After patting himself on the back following the Orlando massacre, Donald Trump went on to suggest the usual Republican response when there’s a mass shooting in America – that more club-goers needed more guns. Asked about that statement on Sunday, Chris Cox, the executive director of the National Rifle Association’s Institute for Legislative Action, said Trump’s answer “defies commonsense.”
“We have a serious problem in this country, a catastrophic situation,” Cox said. “It has nothing to do with firearms.
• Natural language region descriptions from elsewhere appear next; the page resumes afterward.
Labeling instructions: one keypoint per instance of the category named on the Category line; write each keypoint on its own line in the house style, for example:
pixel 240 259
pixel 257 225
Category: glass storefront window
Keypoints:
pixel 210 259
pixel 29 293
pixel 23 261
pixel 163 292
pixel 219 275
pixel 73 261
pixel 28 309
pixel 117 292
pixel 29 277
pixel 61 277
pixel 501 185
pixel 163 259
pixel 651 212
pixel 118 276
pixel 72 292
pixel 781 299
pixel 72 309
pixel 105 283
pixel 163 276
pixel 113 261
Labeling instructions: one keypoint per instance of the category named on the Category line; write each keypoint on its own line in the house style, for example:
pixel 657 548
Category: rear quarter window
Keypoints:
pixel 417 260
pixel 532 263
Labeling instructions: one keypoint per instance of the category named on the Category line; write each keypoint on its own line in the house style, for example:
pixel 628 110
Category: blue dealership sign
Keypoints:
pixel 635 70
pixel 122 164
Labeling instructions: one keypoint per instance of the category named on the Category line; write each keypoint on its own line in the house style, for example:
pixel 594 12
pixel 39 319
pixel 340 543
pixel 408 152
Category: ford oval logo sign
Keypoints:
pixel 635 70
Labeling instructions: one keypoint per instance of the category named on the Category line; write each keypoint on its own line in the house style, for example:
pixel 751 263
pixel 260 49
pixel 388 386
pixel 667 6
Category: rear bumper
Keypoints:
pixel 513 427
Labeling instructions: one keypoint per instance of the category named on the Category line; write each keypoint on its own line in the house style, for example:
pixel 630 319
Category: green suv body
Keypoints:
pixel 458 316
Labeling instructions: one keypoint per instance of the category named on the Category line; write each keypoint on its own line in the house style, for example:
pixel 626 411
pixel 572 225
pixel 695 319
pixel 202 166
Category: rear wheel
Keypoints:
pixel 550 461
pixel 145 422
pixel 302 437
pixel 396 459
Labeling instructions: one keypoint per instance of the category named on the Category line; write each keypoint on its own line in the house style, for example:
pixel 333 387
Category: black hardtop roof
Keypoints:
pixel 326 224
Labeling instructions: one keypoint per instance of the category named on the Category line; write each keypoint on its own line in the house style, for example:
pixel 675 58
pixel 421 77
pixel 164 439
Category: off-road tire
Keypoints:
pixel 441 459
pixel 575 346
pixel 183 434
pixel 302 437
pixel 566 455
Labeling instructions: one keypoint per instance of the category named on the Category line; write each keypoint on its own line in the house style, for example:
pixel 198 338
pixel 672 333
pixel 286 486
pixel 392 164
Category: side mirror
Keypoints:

It has nothing to do with the Second Amendment or even gun control and it has everything to do with radical Islamic terrorists.”
Cox was asked about presumptive GOP presidential nominee Donald Trump‘s comments that the outcome in Orlando would have been better had more people in the club been armed.
Cox said the Pulse nightclub’s gun-free-zone policy didn’t prevent Omar Mateen from “mowing down innocent people.”
Cox, however, said he does not want people drinking a nightclub armed to the teeth.
“What Donald Trump has said is what the American people know is commonsense, that if somebody had been there to stop this faster, fewer people would have died. That’s not controversial, that’s commonsense,” he said.
“No one thinks that people should go into a nightclub drinking and carrying firearms. That defies commonsense. It also defies the law. It’s not what we’re talking about here,” he added.